In 1962 to 1964, he photographed the community of the parish of St. Nil, Gaspé, Quebec, for Star Weekly, which did not publish the photos as they were deemed too grim and critical. The negatives were acquired later by the National Film Board's Still Photography Division. In 1965, Lambeth had a solo exhibition at the Isaacs Gallery. In 1967, he published a collection of historical photographs which turned out to be the work of Toronto City photographer Arthur Goss in his book, Made in Canada. In 1968, although the Star Weekly ceased publication, his work was included in group shows in the U.S.A. and France and in 1969, he was given a solo show at the National Film Board (today the Canadian Photography Institute at the National Gallery of Canada).

In 1972, he reacted to the hiring of an American chief curator at the Art Gallery of Ontario and, along with others, chained himself to office furniture in the premises then occupied by the gallery to gain attention in the media. In 1973, he worked for the Toronto Free Theatre as an associate artist but the fee was meagre. He continued his involvement in cultural politics, often against the Art Gallery of Ontario, protesting the Henry Moore Sculpture Centre, and a photography show organized by the Extension department, as well as protesting the National Film Board's Bicentennial project. In 1976, he found himself unable to find work and went on social assistance.

==Legacy==
Lambeth died in 1977, leaving behind an archive of "thousands of negatives".

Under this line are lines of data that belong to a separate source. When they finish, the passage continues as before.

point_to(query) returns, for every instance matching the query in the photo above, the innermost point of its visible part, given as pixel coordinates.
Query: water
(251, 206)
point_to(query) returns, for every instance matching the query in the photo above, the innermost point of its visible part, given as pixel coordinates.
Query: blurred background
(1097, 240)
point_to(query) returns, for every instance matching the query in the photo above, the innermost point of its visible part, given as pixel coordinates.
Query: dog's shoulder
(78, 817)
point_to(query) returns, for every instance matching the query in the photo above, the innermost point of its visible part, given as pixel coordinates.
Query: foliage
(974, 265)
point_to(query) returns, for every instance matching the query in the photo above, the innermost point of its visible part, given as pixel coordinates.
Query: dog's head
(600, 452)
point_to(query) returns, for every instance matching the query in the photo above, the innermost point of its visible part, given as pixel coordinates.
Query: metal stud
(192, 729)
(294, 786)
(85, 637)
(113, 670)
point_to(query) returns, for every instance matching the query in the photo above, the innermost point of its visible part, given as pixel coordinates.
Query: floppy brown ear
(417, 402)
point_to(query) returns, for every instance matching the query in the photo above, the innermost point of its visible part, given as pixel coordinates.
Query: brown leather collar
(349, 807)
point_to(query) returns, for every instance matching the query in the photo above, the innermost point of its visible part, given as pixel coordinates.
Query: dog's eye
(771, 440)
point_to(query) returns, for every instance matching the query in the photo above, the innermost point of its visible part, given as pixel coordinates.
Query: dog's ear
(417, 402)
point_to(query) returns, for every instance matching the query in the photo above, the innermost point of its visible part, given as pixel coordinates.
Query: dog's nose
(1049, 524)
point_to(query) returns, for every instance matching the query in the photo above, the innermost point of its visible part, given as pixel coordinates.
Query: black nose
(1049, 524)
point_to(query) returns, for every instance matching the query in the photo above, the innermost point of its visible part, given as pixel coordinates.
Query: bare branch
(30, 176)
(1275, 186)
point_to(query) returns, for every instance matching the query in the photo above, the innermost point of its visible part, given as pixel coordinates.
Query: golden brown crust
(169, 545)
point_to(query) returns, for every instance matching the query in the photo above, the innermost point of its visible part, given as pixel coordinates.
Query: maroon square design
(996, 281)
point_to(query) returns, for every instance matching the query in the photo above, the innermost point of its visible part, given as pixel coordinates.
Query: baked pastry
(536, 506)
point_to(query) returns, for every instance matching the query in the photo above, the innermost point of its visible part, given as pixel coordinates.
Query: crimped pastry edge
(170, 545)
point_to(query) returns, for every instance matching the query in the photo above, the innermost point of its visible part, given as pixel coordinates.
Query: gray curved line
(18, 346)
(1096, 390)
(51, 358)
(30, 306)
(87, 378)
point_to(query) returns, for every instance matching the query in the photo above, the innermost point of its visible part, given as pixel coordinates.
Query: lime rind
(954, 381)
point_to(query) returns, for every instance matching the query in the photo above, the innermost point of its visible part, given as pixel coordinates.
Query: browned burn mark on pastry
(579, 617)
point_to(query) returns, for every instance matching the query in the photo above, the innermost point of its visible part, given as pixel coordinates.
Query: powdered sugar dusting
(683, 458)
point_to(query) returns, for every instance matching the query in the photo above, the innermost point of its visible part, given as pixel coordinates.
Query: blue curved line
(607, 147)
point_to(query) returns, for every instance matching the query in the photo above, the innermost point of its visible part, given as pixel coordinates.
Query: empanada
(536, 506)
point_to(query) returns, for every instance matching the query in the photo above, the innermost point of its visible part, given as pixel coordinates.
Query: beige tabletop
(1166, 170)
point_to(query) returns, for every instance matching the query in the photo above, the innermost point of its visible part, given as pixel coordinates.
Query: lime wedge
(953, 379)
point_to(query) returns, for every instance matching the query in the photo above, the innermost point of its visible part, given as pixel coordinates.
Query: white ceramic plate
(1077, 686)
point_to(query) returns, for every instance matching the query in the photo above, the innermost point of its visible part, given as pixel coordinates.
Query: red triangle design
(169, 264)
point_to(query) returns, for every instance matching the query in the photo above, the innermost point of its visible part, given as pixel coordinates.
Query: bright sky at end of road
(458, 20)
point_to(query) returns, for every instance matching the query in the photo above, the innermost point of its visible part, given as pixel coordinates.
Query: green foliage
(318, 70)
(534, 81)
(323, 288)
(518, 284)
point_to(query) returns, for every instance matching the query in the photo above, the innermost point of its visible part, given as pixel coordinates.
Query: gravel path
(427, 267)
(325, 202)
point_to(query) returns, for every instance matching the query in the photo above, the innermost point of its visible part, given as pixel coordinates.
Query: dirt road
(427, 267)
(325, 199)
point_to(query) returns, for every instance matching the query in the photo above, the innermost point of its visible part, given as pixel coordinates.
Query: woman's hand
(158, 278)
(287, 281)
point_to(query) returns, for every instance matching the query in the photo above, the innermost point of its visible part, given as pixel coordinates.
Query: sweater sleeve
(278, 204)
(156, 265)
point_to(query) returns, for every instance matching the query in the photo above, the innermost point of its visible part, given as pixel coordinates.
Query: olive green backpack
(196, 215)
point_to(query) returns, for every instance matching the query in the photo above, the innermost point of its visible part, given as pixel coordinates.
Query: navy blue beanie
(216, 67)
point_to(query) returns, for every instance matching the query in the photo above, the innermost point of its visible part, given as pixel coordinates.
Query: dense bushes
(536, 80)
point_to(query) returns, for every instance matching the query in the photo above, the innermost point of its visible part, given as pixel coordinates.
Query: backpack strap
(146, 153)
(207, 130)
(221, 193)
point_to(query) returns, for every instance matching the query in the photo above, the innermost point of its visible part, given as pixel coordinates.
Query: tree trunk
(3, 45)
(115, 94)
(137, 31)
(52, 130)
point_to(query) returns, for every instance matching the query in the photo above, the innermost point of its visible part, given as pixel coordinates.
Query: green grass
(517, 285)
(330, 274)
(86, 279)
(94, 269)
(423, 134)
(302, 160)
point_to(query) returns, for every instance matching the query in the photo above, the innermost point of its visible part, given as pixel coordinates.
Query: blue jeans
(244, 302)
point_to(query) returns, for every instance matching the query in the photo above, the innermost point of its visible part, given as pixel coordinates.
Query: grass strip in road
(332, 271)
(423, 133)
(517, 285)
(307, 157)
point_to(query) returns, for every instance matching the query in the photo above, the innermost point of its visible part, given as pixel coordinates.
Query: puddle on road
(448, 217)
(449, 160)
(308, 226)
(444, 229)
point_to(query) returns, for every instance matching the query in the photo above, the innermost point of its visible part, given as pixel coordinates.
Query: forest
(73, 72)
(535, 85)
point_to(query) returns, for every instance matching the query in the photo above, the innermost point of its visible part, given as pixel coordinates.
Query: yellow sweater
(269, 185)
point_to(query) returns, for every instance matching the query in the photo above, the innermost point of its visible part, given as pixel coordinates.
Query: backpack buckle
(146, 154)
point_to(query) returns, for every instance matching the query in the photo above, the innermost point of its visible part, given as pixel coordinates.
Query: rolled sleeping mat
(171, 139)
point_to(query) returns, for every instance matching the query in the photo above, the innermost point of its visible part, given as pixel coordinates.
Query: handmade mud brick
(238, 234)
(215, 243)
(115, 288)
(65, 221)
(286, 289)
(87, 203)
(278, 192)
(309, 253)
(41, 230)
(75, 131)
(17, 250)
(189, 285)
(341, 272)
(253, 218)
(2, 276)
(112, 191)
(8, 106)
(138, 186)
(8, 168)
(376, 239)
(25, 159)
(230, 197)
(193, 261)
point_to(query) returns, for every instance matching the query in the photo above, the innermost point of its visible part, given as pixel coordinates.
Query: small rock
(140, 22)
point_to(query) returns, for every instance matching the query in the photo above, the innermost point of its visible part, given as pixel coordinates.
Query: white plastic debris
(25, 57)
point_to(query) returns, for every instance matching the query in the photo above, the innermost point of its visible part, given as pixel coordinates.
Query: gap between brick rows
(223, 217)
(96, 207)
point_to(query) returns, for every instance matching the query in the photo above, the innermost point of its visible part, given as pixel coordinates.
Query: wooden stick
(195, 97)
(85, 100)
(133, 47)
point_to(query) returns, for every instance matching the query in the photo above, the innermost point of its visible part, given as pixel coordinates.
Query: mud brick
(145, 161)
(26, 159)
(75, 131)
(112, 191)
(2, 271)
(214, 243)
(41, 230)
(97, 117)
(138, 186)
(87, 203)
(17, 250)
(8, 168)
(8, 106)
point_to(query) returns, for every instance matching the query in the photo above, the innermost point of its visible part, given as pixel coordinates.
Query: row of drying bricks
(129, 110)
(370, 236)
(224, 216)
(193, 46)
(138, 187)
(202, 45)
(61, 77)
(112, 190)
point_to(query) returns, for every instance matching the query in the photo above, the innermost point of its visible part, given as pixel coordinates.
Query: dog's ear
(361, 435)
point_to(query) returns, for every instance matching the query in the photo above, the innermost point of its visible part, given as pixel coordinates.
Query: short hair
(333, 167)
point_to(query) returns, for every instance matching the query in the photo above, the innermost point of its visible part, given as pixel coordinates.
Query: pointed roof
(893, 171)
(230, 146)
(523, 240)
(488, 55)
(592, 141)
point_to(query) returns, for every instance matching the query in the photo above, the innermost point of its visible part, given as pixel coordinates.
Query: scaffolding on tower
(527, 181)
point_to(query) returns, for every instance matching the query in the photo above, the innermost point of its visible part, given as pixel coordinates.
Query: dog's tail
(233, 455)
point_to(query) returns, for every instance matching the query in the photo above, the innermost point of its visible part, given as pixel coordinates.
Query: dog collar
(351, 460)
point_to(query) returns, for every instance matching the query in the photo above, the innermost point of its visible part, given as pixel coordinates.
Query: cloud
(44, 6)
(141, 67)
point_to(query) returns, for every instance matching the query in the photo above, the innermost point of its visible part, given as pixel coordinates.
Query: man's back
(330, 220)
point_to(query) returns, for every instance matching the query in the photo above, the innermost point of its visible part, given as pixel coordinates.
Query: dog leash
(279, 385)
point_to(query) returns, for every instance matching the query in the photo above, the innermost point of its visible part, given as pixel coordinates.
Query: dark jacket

After his death, the National Film Board's Gallery in Ottawa hosted a tribute to his work. A write-up in The Ottawa Citizen called Lambeth "an independent photographer in Canada before that was acceptable or even respectable." The Ottawa Journal wrote that "Lambeth produced a sensitive social document of the lives of working class people, revealing their inner strength and dignity."

Library and Archives Canada hosted a major retrospective in 1986, Michel Lambeth: Photographer, curated by Michael Torosian. In celebration of the show, in 1987, Michael Torosian published the limited edition book Michel Lambeth: The Confessions of a Tree Taster, a memoir by Lambeth of his youth, his discovery of Europe, love and art. In 1989, Maia-Mari Sutnik for the Art Gallery of Ontario curated a large overview of his work as well as the accompanying catalogue, Michel Lambeth: Photographer with tributes by John Boyle, James Reaney, Joyce Wieland, and Avrom Isaacs. To celebrate the key role of the Isaacs Gallery and the artists associated with Avrom Isaacs and as part of a larger show titled Isaacs Seen consisting of four tributes to Isaacs in partnership with the University of Toronto Art Centre, Hart House (Justina M. Barnicke Art Gallery), and the Textile Museum of Canada, the Art Gallery of Ontario did an adjunct two-person show in 2005 titled Isaacs Seen: Two on the Scene of Michel Lambeth and Tess Taconis.

In 2014, Canada Post released seven stamps honouring master photographers. Among them was Michel Lambeth's photograph of St. Joseph's Convent School taken in 1960.